Major Categories and Approximate Weights
Weights evolve slightly over time with consumer spending patterns, but here is a recent breakdown for CPI-U (based on December 2024 data, using 2023 expenditure weights; similar patterns hold in 2025/2026 releases):
- Housing — ~44.2% (by far the largest)
- Shelter (rent + owners' equivalent rent for homeowners) — ~35.5%
- Owners' equivalent rent — ~25%
- Rent of primary residence — ~7.5%
- Other housing (utilities, furniture, maintenance) — remainder of housing
- Shelter (rent + owners' equivalent rent for homeowners) — ~35.5%
- Transportation — ~16.6%
- New and used vehicles
- Motor fuel (mostly gasoline) — ~2.9%
- Vehicle insurance, maintenance, public transit
- Food and beverages — ~14.5%
- Food at home (groceries: cereals, meats, dairy, fruits/vegetables, etc.) — ~8%
- Food away from home (restaurants) — ~5.6%
- Medical care — ~8.3%
- Drugs, physicians' services, hospital services, health insurance (out-of-pocket portion)
- Education and communication — ~5.7%
- Tuition, internet, phones, postage
- Recreation — ~5.3%
- TVs, sports equipment, admissions, pets
- Apparel — ~2.5%
- Other goods and services — ~2.9%
- Tobacco, personal care, funeral expenses, etc.
Energy (a cross-cutting subcategory, not a top-level group) typically totals ~6–7% (household energy like electricity/gas ~3–4%, motor fuels ~3%).
Core CPI (widely watched for underlying trends) excludes the volatile food and energy categories, so it covers ~80% of the basket.
These are relative importance percentages—they sum to 100% and show how much each part influences the overall index.

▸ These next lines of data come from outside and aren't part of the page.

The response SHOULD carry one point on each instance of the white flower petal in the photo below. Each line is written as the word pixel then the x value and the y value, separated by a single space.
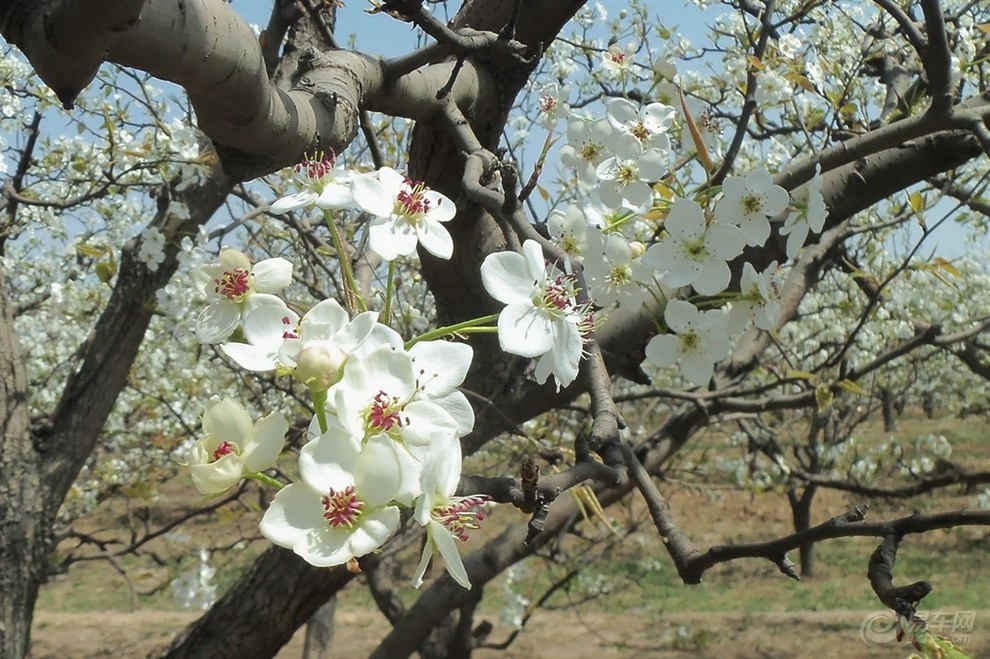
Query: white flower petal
pixel 272 275
pixel 447 547
pixel 525 330
pixel 264 443
pixel 217 321
pixel 295 511
pixel 505 278
pixel 435 239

For example, a 10% rise in shelter prices has a much bigger impact than a 10% rise in apparel.
How the "Basket" Is Built and Updated
- The specific items (e.g., a gallon of whole milk, a particular smartphone model, a 2-bedroom apartment in a sampled city) are chosen to represent broader categories.
- Substitutions and quality adjustments are made when items change (e.g., a new car model with better features is adjusted so the index reflects pure price change, not quality improvement).
- Geographic coverage focuses on urban areas; rural consumers are not directly included in CPI-U.
Detailed monthly breakdowns (with exact relative importance for the latest month) appear in BLS news releases, such as Table 1 or 2 in the CPI report. The most precise weights are in BLS Excel files or HTML tables updated each February for the prior December.
Other US Inflation Measures
- PCE Price Index: Uses similar categories but different weights (from business surveys of actual spending, including rural areas and third-party payments like employer health insurance or Medicare). It gives higher weight to healthcare and lower weight to housing/shelter than CPI. It uses a different formula that better accounts for consumer substitution. PCE is often lower than CPI during high-inflation periods.
- Producer Price Index (PPI): Tracks prices received by domestic producers (not consumer prices). It has its own detailed commodity and industry breakdowns (goods, services, construction) and feeds into consumer prices later.
- Import/Export Price Indexes, etc.
For the absolute latest weights or detailed sub-item lists, check the BLS CPI page directly (bls.gov/cpi), especially the relative importance tables or the monthly news release. The data is fully public and transparent.